Upon completion of this unique M.S.W. program, Silvia Adames will become a fully licensed behavioral health counselor.
In 2022 the School of Social Work partnered with the Executive Office of Health and Human Services (EOHHS) and the Rhode Island Office of the Postsecondary Commissioner (RIOPC) to launch a unique program to remove the barriers that prevent professionals who work in home- and community-based services from earning their M.S.W. degree and becoming licensed social work clinicians – professionals like Silvia Adames.
Adames is a 51-year-old community health worker for Blackstone Valley Community Health Care.

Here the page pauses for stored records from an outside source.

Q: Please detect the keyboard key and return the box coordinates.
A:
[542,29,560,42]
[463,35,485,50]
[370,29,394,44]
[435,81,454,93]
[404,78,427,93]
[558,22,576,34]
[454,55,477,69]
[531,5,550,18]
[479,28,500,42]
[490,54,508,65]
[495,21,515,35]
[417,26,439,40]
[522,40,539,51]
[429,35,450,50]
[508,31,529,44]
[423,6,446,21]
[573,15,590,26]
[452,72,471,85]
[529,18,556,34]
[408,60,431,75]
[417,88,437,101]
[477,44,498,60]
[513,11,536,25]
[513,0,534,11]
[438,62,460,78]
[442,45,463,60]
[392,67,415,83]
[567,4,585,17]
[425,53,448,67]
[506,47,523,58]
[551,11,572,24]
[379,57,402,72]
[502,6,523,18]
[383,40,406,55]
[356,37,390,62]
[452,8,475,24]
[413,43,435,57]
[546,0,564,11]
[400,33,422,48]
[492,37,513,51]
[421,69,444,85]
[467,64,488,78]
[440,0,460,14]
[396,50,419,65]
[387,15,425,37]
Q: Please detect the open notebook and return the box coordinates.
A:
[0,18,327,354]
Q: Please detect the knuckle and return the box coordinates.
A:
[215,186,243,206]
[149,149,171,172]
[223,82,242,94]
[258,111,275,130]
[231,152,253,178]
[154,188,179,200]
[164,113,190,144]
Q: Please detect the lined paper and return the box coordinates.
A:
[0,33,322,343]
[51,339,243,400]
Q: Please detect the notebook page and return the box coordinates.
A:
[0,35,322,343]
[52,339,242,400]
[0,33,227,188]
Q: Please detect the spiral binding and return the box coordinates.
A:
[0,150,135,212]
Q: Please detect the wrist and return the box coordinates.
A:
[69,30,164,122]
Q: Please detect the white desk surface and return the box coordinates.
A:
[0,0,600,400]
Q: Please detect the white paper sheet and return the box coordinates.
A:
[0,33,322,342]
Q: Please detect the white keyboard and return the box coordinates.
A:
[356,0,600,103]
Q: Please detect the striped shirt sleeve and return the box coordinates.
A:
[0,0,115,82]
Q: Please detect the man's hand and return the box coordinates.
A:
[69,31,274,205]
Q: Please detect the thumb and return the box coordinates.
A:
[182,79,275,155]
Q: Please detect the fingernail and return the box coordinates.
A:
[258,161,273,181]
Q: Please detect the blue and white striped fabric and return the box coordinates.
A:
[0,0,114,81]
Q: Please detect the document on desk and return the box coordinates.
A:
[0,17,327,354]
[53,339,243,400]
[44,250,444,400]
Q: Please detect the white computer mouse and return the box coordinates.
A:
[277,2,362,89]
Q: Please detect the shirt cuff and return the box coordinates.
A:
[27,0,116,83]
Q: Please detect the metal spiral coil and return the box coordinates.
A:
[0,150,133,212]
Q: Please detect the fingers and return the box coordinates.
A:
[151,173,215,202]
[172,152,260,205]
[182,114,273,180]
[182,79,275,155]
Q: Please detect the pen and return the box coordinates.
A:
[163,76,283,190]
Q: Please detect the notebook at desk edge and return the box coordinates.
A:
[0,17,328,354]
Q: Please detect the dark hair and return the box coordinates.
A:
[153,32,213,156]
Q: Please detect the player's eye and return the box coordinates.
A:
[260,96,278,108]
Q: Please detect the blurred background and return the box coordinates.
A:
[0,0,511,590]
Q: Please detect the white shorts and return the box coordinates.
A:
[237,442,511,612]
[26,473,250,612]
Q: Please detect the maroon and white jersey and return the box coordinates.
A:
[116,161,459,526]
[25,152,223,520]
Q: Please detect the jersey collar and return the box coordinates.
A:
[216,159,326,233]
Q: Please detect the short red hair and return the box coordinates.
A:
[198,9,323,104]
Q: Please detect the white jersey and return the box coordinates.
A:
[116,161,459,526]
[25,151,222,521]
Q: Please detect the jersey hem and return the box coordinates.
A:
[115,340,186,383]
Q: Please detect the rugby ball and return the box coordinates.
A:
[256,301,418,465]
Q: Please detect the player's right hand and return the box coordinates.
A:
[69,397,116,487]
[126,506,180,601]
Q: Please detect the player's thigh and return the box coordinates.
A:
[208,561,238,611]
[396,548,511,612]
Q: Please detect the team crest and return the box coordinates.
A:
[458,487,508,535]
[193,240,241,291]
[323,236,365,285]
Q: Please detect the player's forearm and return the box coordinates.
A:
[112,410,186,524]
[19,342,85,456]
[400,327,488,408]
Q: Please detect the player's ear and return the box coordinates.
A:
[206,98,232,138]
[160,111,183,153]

Through RIC’s partnership with the EOHHS and RIOPC, she has been able to enroll in RIC’s Master’s of Social Work program and receive funding for tuition, fees, books and other aid necessary to complete her degree. What’s more, classes are held in the evening so that she can continue her full-time job at Blackstone.
“To have the opportunity to earn my degree is the opportunity I have been waiting for,” she says. “I’ve always wanted to go back to school, but I could never afford it. My supervisor encouraged me to apply. He said, ‘You’ll make a great counselor because you’re already doing the work, only now you’ll be paid for it.’”
Blackstone Valley Community Health Care and other organizations like it provide services and support to the most marginalized, disadvantaged and stigmatized sections of society. However, it’s because of community health workers like Adames that these organizations are positioned to deliver such services.
A native of the Dominican Republic, Adames has been a Southside Providence resident for 20 years. She understands the local, predominantly Hispanic community and is also connected to the Hispanic demographic that Blackstone Valley serves.
“As a community health worker, I am a bridge between patients and service providers,” she says. “People feel more comfortable talking to someone from their community. They feel freer to tell them about the problems they are facing.”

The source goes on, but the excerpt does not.